Several Unit 8200 soldiers also recognized unusual activity in Gaza in the hours before the invasion and sent six emails to a “non-relevant user,” the report stated.
Saturday night’s report was the latest in a long series of revelations that began emerging soon after October 7 about material in Israel’s hands pointing to the looming Hamas invasion that was ignored, dismissed or misinterpreted. The TV channel said its report was compiled under military censorship limitations, and that it was unable to detail an additional dramatic piece of information regarding the hours before the invasion “that should have lit all the red lights.”
Some 1,200 people were killed across southern Israel during the October 7 Hamas-led terror onslaught, and 251 people were seized as hostages. Of that number, it is believed that 111 remain in Gaza, including the bodies of 39 confirmed dead by the IDF.

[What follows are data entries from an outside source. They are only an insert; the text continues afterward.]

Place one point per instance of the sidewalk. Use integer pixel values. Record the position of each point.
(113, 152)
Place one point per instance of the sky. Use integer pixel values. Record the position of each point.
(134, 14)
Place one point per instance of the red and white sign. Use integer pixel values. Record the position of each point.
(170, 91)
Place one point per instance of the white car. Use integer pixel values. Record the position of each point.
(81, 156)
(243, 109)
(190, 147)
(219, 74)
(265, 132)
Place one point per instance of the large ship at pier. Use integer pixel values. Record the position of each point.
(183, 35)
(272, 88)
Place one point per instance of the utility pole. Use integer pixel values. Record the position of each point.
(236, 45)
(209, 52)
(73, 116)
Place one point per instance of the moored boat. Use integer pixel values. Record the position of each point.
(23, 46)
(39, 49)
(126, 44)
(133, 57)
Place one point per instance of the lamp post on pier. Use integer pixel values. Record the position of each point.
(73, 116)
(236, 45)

The Hamas-run Gaza health ministry says more than 40,000 people in the Strip have been killed or are presumed dead in the fighting that erupted with the October 7 assault, though the toll cannot be verified and does not differentiate between civilians and fighters. Israel says it has killed some 17,000 combatants in battle as of August, and another 1,000 terrorists inside Israel on October 7. Israel has said it seeks to minimize civilian fatalities and stresses that Hamas uses Gaza’s civilians as human shields, fighting from civilian areas including homes, hospitals, schools and mosques.
Israel’s toll in the ground offensive against Hamas in Gaza and in military operations along the border with the Strip stands at 334.